Facebook-Kritiker Max Schrems sagte am Freitag, solche Systeme müssten sicherstellen, dass die Gesundheitsdaten nicht hackbar seien und nicht als „Überwachungsdatenbank“ für andere Zwecke genutzt würden. Die EU-Datenschutz-Grundverordnung (DSGVO) sehe die Verwendung von Gesundheitsdaten zur Pandemiebekämpfung vor. Auch gelte es abzuwägen, dass geimpfte Personen ihre Grundrechte wahrnehmen könnten.

Frage der Ausgestaltung

Der Datenschutzexperte der Grundrechtsplattform epicenter.works, Thomas Lohninger, sagte hingegen in einer ORF-III-Diskussion am Donnerstagabend, es sei noch vieles unklar. „Wenn das ein Ausdruck einer ärztlichen Bestätigung ist, haben wir kein Problem damit.
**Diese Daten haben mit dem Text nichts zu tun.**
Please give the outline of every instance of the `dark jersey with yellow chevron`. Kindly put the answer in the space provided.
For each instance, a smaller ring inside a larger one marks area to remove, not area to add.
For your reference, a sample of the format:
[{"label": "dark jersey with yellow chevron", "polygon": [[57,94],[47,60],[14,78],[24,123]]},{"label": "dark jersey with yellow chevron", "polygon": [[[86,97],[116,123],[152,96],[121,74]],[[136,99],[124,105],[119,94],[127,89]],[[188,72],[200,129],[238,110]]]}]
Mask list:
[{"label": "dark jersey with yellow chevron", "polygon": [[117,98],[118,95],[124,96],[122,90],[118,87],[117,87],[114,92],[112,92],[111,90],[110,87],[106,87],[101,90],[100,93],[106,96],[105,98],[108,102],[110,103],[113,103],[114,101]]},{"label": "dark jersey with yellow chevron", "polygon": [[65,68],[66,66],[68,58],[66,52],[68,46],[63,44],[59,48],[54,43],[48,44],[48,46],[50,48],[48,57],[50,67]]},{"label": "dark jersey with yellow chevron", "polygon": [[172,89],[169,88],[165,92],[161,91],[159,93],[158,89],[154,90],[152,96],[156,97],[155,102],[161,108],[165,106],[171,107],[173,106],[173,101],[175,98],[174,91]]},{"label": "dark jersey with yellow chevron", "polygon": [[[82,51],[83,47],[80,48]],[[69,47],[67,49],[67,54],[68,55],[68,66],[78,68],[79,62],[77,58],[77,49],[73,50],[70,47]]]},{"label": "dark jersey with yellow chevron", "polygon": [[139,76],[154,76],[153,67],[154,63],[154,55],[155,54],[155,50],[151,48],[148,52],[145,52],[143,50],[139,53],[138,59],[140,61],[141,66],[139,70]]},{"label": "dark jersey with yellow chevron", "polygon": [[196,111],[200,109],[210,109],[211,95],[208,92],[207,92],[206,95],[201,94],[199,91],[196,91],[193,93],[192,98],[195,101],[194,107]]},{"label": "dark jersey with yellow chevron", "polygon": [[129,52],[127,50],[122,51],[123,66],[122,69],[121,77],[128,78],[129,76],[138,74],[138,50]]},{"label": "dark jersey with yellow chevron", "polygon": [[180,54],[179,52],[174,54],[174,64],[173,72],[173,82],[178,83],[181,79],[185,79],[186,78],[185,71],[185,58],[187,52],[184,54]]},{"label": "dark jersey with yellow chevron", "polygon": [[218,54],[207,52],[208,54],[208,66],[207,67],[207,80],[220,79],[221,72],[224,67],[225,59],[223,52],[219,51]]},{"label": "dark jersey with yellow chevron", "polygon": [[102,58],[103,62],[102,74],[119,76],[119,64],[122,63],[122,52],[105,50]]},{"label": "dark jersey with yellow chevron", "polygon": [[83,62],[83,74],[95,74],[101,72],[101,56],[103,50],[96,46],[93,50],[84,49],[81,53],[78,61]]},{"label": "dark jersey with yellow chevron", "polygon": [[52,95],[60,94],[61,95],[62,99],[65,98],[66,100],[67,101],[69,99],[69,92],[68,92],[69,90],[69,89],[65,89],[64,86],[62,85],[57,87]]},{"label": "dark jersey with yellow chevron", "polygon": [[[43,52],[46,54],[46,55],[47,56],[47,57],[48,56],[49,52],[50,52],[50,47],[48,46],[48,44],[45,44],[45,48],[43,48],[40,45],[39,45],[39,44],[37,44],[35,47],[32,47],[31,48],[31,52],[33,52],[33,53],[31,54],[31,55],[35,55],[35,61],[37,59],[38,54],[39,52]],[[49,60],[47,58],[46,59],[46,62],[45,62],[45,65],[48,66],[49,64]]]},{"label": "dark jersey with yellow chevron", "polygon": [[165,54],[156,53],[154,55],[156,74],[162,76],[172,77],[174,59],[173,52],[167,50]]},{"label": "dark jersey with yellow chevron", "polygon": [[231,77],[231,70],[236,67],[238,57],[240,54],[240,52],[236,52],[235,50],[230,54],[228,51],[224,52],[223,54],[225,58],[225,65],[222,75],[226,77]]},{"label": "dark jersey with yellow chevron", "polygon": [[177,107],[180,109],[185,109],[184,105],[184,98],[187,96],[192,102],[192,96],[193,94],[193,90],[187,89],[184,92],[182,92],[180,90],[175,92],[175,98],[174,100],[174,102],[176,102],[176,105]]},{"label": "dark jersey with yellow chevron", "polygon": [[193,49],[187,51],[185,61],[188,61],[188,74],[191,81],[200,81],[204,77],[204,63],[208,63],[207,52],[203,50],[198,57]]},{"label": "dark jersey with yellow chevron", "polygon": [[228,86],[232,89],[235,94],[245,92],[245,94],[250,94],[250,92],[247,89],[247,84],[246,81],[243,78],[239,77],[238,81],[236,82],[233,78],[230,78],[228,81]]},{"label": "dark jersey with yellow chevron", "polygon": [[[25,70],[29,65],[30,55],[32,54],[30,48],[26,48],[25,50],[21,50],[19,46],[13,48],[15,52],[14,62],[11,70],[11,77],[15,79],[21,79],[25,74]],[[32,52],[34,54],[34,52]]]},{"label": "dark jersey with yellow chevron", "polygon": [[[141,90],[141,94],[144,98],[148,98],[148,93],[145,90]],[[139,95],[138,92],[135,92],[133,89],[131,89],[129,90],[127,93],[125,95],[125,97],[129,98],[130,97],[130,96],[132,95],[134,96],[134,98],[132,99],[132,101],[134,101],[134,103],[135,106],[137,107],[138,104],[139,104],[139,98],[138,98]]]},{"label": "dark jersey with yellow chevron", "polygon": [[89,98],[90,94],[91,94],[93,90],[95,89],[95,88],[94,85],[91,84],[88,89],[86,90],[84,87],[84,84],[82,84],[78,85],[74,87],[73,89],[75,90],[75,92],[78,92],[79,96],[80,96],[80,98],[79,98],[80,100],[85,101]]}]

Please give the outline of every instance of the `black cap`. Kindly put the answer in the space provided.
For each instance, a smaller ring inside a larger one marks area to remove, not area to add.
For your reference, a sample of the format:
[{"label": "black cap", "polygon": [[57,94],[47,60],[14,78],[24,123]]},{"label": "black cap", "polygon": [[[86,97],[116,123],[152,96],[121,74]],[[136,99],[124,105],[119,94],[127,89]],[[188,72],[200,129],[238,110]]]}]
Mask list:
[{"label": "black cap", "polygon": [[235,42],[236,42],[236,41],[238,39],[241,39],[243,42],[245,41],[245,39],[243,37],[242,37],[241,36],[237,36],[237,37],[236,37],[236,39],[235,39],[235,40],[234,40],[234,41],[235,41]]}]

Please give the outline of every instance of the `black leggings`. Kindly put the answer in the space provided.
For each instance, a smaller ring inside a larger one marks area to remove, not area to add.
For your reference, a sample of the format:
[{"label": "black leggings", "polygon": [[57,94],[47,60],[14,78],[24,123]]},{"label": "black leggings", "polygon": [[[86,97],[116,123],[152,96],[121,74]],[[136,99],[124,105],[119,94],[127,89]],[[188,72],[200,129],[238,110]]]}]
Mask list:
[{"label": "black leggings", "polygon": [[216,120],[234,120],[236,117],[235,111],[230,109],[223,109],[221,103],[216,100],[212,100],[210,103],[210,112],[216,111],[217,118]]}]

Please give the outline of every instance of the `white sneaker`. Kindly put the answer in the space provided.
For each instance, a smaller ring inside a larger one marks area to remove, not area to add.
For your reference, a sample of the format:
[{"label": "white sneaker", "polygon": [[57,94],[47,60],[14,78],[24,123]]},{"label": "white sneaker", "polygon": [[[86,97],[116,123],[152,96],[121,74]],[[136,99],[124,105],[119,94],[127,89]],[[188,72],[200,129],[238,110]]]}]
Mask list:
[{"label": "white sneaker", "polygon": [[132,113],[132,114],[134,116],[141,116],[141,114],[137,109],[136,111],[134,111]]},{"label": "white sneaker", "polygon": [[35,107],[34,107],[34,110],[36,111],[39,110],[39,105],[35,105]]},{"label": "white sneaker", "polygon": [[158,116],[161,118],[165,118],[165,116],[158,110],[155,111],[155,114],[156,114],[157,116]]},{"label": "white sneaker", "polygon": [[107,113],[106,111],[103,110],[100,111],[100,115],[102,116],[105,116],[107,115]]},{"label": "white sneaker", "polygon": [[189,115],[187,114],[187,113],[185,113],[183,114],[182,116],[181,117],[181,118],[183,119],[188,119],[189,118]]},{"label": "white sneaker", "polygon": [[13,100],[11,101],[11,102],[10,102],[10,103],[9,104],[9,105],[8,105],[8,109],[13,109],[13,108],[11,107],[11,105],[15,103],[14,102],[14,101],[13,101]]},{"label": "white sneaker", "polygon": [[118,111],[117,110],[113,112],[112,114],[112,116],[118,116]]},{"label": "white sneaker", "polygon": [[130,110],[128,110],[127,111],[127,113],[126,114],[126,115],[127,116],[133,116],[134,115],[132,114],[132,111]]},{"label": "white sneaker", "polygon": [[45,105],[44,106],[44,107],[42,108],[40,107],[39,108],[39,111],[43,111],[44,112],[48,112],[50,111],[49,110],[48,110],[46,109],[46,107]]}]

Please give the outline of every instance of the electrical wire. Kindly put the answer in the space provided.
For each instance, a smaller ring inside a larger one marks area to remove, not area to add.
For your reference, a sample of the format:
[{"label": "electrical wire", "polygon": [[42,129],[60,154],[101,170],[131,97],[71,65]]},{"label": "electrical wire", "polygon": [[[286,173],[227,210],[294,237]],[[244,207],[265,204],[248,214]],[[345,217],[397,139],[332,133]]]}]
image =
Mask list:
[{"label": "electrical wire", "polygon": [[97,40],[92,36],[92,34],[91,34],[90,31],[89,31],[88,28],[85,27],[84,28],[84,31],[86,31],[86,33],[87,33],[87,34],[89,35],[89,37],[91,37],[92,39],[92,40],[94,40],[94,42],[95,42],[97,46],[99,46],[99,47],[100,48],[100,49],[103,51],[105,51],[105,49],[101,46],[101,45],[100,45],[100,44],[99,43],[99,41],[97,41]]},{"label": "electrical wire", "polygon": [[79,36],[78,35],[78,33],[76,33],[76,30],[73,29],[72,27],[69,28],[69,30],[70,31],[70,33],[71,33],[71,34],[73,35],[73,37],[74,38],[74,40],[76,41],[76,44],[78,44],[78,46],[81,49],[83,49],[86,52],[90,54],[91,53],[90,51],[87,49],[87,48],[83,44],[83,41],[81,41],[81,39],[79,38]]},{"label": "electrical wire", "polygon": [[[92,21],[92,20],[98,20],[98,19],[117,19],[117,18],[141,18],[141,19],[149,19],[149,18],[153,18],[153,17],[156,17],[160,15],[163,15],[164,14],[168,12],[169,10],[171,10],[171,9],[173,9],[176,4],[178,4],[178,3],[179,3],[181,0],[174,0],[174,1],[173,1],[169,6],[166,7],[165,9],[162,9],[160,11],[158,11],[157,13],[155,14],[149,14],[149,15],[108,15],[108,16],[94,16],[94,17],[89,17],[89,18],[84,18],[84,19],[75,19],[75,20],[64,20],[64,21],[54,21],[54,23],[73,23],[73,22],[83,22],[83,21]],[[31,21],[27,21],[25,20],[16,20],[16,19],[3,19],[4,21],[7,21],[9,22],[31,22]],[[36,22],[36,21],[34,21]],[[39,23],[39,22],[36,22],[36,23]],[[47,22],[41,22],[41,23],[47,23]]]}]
Wenn das wirklich eine App ist, die als Zutrittskontrolle für Kino und Restaurants oder dafür, das Land zu verlassen, verwendet wird, dann wäre das ein Datenschutz-Super-GAU.“

„Nordkorea und China würden sich das nicht trauen“, sagte ARGE-Daten-Obmann Hans Zeger. Auf den Einwand, dass Peking im Kampf gegen die CoV-Pandemie strikte digitale Zutrittsbarrieren ohne Datenschutz für seine Bürger einführte, antwortete der ARGE-Daten-Obmann, China würde im Gegensatz zur EU auch nicht behaupten, sich an Grundrechte zu halten.

Kritik kam nicht nur von Datenschützern, sondern auch von den Oppositionsparteien SPÖ, NEOS und Grüne. Auch die rot-pink geführte Wiener Landesregierung hat schwere Datenschutzbedenken. Gesundheitsminister Rudolf Anschober (Grüne) kündigte Gespräche an. Der „Grüne Pass“ sei erst dann ein Thema, „wenn wir bei einer breiten Durchimpfung von 50, 60 oder 70 Prozent sind", so der Minister.